The first bridge located in the place of modern-day Kuradisild was built in 1809. The Neogothic wooden bridge was based on designs by the University of Tartu architect Johann Wilhelm Krause. This bridge was later replaced by a single span wooden bridge designed by Johann Gottlieb Köningsmann and built in 1842–1844. The current single span concrete bridge was built to commemorate the 300th anniversary of the ruling Romanov dynasty after designs made by Tartu city architect Arved Eichhorn. The uphill (Toomemägi) side of the bridge is decorated with the numbers 1613 and 1913, commemorating the jubilee; the downhill side of the bridge bears a bronze relief of Emperor Alexander I of Russia (made by Constanze von Wetter-Rosenthal) and the emperor's name Alexandro Primo (in Latin).
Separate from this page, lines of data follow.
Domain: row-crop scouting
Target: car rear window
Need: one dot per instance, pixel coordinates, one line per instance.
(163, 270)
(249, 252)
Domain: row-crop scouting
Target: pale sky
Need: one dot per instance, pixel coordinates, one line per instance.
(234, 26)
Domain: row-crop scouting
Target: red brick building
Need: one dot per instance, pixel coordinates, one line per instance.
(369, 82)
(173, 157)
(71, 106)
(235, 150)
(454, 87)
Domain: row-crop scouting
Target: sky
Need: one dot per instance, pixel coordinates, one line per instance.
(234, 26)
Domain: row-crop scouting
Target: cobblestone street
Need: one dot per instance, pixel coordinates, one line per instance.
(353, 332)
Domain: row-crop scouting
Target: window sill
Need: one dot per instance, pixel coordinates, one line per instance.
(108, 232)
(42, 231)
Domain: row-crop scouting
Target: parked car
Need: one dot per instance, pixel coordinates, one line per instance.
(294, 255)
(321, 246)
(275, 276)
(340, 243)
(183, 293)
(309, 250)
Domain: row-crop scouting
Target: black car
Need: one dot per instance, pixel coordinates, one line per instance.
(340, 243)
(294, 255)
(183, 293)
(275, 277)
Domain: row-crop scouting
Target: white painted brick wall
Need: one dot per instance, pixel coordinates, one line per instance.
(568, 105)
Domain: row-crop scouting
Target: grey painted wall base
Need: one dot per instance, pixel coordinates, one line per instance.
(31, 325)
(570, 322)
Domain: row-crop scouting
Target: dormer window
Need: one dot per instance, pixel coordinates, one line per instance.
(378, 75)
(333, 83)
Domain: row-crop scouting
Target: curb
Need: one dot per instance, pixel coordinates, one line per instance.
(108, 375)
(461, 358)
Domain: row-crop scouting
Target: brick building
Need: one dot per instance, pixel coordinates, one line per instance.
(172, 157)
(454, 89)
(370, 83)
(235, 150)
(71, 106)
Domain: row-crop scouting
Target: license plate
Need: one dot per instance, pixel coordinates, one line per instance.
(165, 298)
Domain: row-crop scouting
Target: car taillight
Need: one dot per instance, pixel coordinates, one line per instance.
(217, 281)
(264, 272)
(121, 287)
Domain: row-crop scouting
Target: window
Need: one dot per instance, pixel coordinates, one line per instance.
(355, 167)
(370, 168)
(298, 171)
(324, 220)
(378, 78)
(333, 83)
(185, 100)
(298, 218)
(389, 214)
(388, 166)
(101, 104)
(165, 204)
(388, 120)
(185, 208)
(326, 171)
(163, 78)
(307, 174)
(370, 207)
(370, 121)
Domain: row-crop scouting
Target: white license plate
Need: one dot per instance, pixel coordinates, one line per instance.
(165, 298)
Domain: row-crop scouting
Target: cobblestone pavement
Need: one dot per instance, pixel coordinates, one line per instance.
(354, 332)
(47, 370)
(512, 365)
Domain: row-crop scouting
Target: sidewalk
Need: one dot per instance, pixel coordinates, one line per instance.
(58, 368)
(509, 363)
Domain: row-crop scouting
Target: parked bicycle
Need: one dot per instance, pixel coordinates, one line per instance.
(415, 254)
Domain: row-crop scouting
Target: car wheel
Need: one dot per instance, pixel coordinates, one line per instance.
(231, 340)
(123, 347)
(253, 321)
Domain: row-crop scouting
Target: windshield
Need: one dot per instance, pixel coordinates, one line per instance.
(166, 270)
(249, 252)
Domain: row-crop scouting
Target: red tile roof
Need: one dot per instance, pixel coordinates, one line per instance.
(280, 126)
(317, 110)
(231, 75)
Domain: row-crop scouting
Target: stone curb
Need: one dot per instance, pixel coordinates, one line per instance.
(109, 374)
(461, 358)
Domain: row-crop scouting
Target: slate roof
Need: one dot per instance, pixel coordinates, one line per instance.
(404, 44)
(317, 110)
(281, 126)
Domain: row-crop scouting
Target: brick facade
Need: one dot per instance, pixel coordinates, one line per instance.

The bridge is a protected heritage site.

== Origin of the name ==
The origin of the name of the Devil's Bridge is unclear. The name may have derived from the dark color of the bridge which stands in sharp contrast with the nearby, much lighter, Angel's Bridge. It has also been suggested that the name may have originated from the name of the supervisor of the construction of the bridge, professor of medicine and surgeon Werner Zoege von Manteuffel (Teufel – German for "Devil"), or, alternatively, from its similarity to the Teufelsbrücke bridge on the Reuss river in Switzerland.